The Civil-Military Divide: An Imagined Structure of the Military Mind (also, @amyschumer)


The other night I saw a skit on the Amy Schumer show that was pretty funny and got me thinking. Amy played a soldier who had just returned from an Iraq deployment and wanted to surprise her boyfriend by popping out of a cake for his birthday, a lá the surprise reunion videos that have grown so popular as entertainment recently. As she hides in the cake, she overhears him talking shit about her. She listens and takes it all in. When she pops out, she’s embarrassed and breaks up with him on the spot. As the scene ends, someone awkwardly “thanks her for her service,” because that’s what you’re supposed to do. A special kind of “fuck you” that soldiers have heard when they’re being helped by someone that can’t really help, and get thanked for their service when what they really need is to get their cell service terminated before deploying.

Anyway, it’s a pretty funny skit and it got me thinking that maybe the civil-military divide isn’t really that big of a problem as people think it is. In fact, maybe these wars have been the best thing for closing it.

The “divide” isn’t a new thing by any means. It’s been written about by every generation going back to Sparta. I still think the best recent piece on the divide in our era comes before the Global War on Terrorism began, back in this Tom Ricks article in The Atlantic (1997).

I’ve written before about how there seems to be a correlation between willingness to poke fun at the military in popular culture and a perceived decrease in the civil-military divide.

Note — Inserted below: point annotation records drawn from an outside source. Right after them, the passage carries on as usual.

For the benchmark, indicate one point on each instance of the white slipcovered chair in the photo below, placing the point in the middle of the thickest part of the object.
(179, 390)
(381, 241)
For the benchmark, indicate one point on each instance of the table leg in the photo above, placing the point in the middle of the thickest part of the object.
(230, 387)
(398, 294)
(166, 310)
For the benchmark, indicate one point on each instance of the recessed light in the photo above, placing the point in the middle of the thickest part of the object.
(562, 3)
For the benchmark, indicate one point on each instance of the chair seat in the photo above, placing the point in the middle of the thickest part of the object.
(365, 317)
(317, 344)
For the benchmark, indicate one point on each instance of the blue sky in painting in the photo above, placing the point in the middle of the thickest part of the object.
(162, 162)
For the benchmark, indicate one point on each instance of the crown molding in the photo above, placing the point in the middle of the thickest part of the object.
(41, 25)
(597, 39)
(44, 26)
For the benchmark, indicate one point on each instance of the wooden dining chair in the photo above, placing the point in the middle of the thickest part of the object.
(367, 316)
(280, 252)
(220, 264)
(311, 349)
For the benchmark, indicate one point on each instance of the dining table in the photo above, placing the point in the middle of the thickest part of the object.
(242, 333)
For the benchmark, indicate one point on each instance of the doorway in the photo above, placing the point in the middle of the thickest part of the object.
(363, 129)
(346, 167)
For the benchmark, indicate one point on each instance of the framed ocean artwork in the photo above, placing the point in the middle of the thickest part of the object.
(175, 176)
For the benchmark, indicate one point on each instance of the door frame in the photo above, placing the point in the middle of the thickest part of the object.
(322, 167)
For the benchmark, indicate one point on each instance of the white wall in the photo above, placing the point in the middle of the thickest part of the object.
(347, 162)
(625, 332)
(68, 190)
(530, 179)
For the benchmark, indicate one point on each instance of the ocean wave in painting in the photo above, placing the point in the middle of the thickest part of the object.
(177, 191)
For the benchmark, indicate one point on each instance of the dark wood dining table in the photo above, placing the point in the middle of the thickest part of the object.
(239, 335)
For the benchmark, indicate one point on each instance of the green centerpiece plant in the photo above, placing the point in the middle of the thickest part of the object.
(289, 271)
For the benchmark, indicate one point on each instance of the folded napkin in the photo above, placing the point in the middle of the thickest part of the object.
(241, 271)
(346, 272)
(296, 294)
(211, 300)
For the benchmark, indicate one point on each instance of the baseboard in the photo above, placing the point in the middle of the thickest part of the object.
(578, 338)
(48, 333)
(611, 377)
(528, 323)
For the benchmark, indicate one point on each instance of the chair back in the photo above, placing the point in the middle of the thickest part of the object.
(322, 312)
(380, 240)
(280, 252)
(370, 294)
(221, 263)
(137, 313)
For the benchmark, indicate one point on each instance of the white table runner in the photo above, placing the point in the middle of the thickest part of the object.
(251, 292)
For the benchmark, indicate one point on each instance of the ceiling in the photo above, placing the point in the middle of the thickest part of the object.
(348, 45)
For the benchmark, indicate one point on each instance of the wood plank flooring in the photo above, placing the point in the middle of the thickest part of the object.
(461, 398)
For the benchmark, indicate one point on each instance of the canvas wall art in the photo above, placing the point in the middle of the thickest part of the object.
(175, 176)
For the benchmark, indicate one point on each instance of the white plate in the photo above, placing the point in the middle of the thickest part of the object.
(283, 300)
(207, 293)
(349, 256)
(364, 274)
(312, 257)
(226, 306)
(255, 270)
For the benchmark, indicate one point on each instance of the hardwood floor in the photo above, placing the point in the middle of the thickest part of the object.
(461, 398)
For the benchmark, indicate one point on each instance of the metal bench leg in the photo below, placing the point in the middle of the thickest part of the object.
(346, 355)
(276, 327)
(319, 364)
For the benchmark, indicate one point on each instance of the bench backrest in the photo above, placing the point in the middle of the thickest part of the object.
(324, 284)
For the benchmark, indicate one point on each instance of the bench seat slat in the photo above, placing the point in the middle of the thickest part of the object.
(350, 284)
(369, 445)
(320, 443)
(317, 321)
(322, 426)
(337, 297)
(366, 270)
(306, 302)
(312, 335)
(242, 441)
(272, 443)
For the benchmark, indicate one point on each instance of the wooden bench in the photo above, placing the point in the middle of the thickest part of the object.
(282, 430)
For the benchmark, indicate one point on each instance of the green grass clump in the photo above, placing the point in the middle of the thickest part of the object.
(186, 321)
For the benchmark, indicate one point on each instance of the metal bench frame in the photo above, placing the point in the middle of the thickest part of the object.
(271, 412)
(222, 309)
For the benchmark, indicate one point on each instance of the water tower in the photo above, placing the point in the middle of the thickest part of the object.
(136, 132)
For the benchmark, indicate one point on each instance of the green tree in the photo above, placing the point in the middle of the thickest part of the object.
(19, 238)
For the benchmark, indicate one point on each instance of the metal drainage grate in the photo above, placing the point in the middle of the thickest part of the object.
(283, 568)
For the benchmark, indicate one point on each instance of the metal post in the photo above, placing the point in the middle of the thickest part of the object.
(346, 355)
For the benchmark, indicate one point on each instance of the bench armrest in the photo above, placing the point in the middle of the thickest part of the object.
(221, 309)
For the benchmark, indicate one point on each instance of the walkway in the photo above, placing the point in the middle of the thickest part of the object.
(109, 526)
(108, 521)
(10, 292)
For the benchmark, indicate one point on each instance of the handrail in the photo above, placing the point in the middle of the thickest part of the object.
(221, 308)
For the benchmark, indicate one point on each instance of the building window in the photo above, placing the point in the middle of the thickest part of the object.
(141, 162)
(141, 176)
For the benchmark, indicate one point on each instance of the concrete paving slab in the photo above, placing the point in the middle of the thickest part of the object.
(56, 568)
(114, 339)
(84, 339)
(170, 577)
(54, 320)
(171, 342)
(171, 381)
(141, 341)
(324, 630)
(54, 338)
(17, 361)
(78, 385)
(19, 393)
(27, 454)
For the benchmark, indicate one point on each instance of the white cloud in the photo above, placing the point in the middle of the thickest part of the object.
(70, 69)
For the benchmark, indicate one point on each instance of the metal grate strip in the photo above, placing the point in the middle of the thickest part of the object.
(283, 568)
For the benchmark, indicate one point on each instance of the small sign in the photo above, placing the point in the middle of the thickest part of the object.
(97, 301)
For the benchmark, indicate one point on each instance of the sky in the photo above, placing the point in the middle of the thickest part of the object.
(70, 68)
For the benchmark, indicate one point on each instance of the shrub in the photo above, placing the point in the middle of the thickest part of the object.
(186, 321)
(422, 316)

That is, the more comfortable civilians feel making fun of soldiers and the military, the better relations are (so long as military folk don’t get too butt-hurt about it).

As far as I know, Amy Schumer never served in the military, but that didn’t stop her from going for the skit. I’ve seen it done real well on Family GuyThe Onion and Fox’s short-lived Enlisted (rest in peace).

I still believe that the civil-military gap is an imagined structure of the military mind. The gap is as big as the veteran wants it to be simply because civilians don’t walk around thinking of themselves as something different from everyone else – veterans do that. In that regard, the more connected to civil society the veteran feels, the smaller the imagined gap. It is an individual effort to close it, not a collective one.

That said, the more shots taken at military life from the civilian side, the more normalized the whole thing becomes. The wars have kept the military in the media for the past decade in a way they wouldn’t have been without them. We seem to be moving past the point of blanket hero worship and into a realm that’s more thoughtful and critical.